Download and extract the ZIP file for your connector and then follow the manual connector installation instructions.

License

You can use this connector for a 30-day trial period without a license key.

After 30 days, this connector is available under a Confluent enterprise license. Confluent issues enterprise license keys to subscribers, along with providing enterprise-level support for Confluent Platform and your connectors. If you are a subscriber, please contact Confluent Support at support@confluent.io for more information.

See Confluent Platform license for license properties and License topic configuration for information about the license topic. License requirements are the same for both the sink and source connector.

Installing Impala JDBC Driver

The Kudu source and sink connectors use the Java Database Connectivity (JDBC) API . In order for this to work, the connectors must use Impala to query Kudu database, and have Impala JDBC Driver installed.

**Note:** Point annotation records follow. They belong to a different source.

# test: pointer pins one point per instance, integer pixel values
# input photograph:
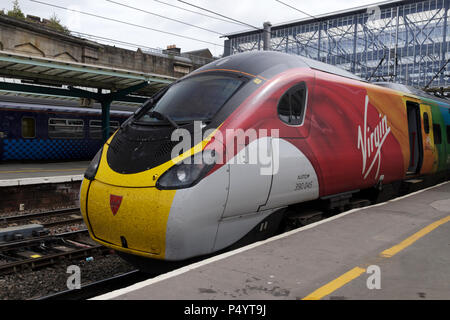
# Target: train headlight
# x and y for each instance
(185, 175)
(93, 166)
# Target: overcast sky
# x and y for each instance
(253, 12)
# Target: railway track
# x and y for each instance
(96, 288)
(27, 218)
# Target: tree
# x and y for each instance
(16, 12)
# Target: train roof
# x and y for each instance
(269, 63)
(57, 106)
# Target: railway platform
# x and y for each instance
(395, 250)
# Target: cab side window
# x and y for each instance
(292, 105)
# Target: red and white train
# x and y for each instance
(327, 135)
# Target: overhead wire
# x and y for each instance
(125, 22)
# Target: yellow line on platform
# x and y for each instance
(357, 271)
(335, 284)
(410, 240)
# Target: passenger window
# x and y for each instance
(95, 128)
(426, 123)
(437, 134)
(65, 128)
(28, 127)
(292, 105)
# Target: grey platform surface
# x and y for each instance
(18, 171)
(293, 265)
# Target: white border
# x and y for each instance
(174, 273)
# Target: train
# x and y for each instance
(319, 134)
(43, 130)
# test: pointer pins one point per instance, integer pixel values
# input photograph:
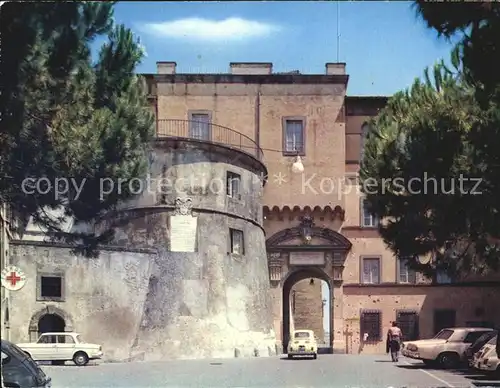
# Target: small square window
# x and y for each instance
(237, 242)
(368, 220)
(371, 324)
(405, 273)
(233, 185)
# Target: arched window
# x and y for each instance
(364, 134)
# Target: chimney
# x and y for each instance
(335, 68)
(166, 67)
(251, 68)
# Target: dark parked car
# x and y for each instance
(19, 370)
(477, 345)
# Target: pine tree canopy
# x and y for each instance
(65, 116)
(444, 130)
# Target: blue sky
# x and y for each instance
(384, 44)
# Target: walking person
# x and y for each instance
(394, 338)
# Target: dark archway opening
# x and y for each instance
(49, 323)
(316, 275)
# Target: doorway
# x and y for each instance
(50, 323)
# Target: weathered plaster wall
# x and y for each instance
(209, 303)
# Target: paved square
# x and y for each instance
(361, 371)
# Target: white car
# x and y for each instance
(487, 358)
(447, 348)
(62, 347)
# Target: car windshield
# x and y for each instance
(444, 334)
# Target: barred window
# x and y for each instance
(371, 323)
(408, 323)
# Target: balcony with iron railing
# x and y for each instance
(208, 132)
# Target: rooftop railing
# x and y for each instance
(207, 131)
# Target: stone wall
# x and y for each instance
(308, 306)
(207, 303)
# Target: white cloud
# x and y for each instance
(211, 30)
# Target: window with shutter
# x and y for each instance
(371, 324)
(444, 319)
(408, 323)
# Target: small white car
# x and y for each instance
(62, 347)
(487, 359)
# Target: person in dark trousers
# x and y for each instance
(394, 338)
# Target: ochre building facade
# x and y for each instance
(315, 223)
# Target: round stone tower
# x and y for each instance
(200, 208)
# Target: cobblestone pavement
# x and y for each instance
(327, 371)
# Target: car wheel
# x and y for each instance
(448, 360)
(80, 358)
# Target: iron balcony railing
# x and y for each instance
(207, 131)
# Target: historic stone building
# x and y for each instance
(262, 196)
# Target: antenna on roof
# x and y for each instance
(338, 31)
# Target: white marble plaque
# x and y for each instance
(307, 258)
(183, 231)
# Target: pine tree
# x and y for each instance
(446, 128)
(67, 117)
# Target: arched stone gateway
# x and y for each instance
(50, 318)
(306, 251)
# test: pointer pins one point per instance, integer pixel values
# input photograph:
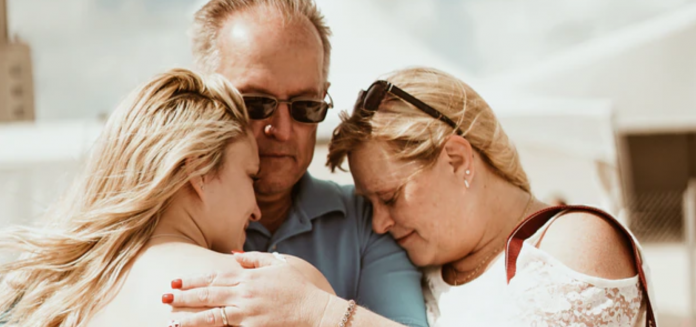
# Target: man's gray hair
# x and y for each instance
(210, 19)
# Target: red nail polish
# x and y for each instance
(167, 298)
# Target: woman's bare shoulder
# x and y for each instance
(138, 301)
(310, 272)
(590, 245)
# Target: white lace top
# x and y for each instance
(544, 292)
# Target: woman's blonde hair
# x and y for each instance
(174, 128)
(414, 135)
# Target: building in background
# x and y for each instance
(16, 83)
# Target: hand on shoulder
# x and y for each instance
(590, 245)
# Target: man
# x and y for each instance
(276, 52)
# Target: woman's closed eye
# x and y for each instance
(389, 200)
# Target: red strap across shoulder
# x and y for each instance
(533, 223)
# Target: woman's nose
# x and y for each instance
(381, 221)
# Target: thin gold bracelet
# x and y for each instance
(348, 314)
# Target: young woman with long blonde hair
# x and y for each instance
(166, 191)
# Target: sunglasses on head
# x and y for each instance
(302, 110)
(371, 99)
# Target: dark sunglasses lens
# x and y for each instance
(309, 111)
(374, 96)
(260, 107)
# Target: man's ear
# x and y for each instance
(459, 154)
(327, 85)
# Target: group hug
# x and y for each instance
(194, 207)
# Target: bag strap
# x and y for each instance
(533, 223)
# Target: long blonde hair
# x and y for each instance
(413, 135)
(174, 128)
(210, 19)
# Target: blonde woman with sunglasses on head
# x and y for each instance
(167, 189)
(446, 182)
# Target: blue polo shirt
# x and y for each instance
(331, 228)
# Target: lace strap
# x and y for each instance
(533, 223)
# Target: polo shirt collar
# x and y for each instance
(312, 198)
(315, 198)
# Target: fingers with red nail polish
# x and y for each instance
(167, 298)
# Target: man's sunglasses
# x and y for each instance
(371, 99)
(302, 110)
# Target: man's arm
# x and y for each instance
(390, 285)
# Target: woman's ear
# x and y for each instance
(459, 154)
(197, 182)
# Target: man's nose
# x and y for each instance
(281, 123)
(381, 221)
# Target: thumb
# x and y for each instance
(253, 260)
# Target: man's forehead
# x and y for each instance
(260, 58)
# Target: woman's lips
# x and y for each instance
(404, 239)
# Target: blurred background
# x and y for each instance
(598, 95)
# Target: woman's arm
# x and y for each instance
(269, 292)
(590, 245)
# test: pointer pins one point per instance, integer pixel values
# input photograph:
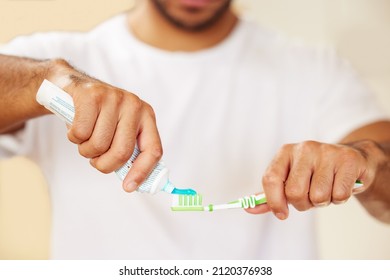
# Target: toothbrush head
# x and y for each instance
(187, 203)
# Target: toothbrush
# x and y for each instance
(61, 104)
(194, 202)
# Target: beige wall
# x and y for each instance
(358, 28)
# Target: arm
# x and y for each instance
(313, 174)
(108, 121)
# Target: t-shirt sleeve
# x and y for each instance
(37, 46)
(347, 103)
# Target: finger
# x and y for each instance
(273, 183)
(343, 184)
(149, 144)
(86, 113)
(322, 185)
(103, 132)
(259, 209)
(122, 145)
(298, 183)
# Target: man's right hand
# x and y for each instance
(108, 121)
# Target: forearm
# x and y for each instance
(20, 79)
(376, 199)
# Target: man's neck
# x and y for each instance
(149, 26)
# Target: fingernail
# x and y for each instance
(131, 186)
(281, 216)
(323, 204)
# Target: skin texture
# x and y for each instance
(108, 121)
(302, 175)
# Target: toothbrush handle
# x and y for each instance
(253, 201)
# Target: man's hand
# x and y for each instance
(313, 174)
(108, 123)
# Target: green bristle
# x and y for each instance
(188, 203)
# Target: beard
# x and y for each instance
(196, 27)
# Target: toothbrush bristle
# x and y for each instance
(187, 203)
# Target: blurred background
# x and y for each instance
(359, 29)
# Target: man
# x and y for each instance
(227, 96)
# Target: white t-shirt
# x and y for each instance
(222, 114)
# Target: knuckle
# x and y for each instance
(99, 146)
(318, 197)
(102, 167)
(150, 111)
(156, 152)
(294, 193)
(135, 102)
(302, 206)
(286, 148)
(308, 146)
(269, 179)
(121, 155)
(77, 134)
(342, 192)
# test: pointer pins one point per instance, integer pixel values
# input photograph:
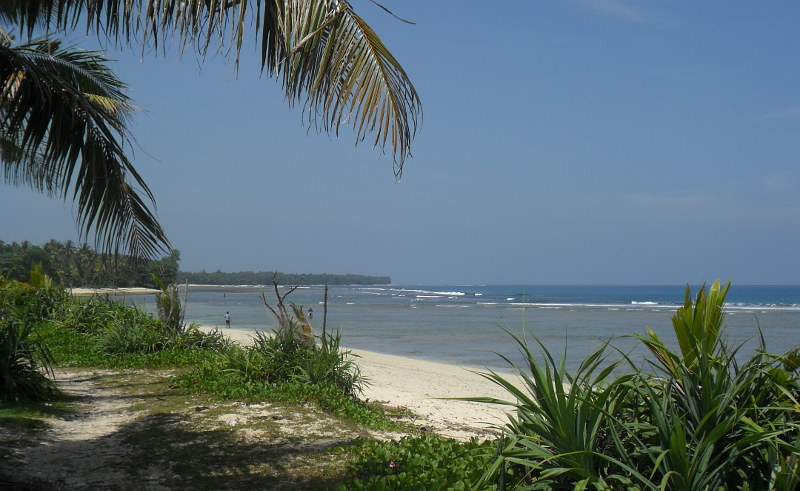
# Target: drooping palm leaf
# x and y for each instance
(62, 127)
(324, 54)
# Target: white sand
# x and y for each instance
(85, 292)
(420, 386)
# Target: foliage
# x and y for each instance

The basic steps of installation are:

  1. Download Impala JDBC Connector, and unzip to get the JAR files.
  2. Place these JAR files into the share/confluent-hub-components/confluentinc-kafka-connect-kudu/lib directory in your Confluent Platform installation on each of the Connect worker nodes.
  3. Restart all of the Connect worker nodes.

General Guidelines

The following are additional guidelines to consider:

  • Use the most recent version of the Impala JDBC driver available.
  • Use the correct JAR file for the Java version used to run Connect workers. Make sure to use the correct JAR file for the Java version in use. If you install and try to use the Impala JDBC driver JAR file for the wrong version of Java, starting any Kudu source connector or Kudu sink connector will likely fail with UnsupportedClassVersionError. If this happens, remove the Impala JDBC driver JAR file you installed and repeat the driver installation process with the correct JAR file.
  • The share/confluent-hub-components/confluentinc-kafka-connect-kudu/lib directory mentioned above is for Confluent Platform. If you are using a different installation, find the location where the Confluent Kudu source and sink connector JAR files are located, and place the Impala JDBC driver JAR file(s) for the target databases into the same directory.
  • If the Impala JDBC driver is not installed correctly, the Kudu source or sink connector will fail on startup. Typically, the system throws the error No suitable driver found. If this happens, install the Impala JDBC driver again.

Limitations

  • Kudu does not support DATE and TIME types. Connect Date, Time and Timestamp types all will be mapped to Impala TIMESTAMP type, which corresponds to Kudu unixtime_micros type.
  • Impala does not support BINARY type, so our connectors will not accept binary data as well.
  • Complex data types like Array, Map and Struct are not supported.
  • For Decimal type, both Impala and Kudu allow at most 38 precision. And our connector shall observe the cap.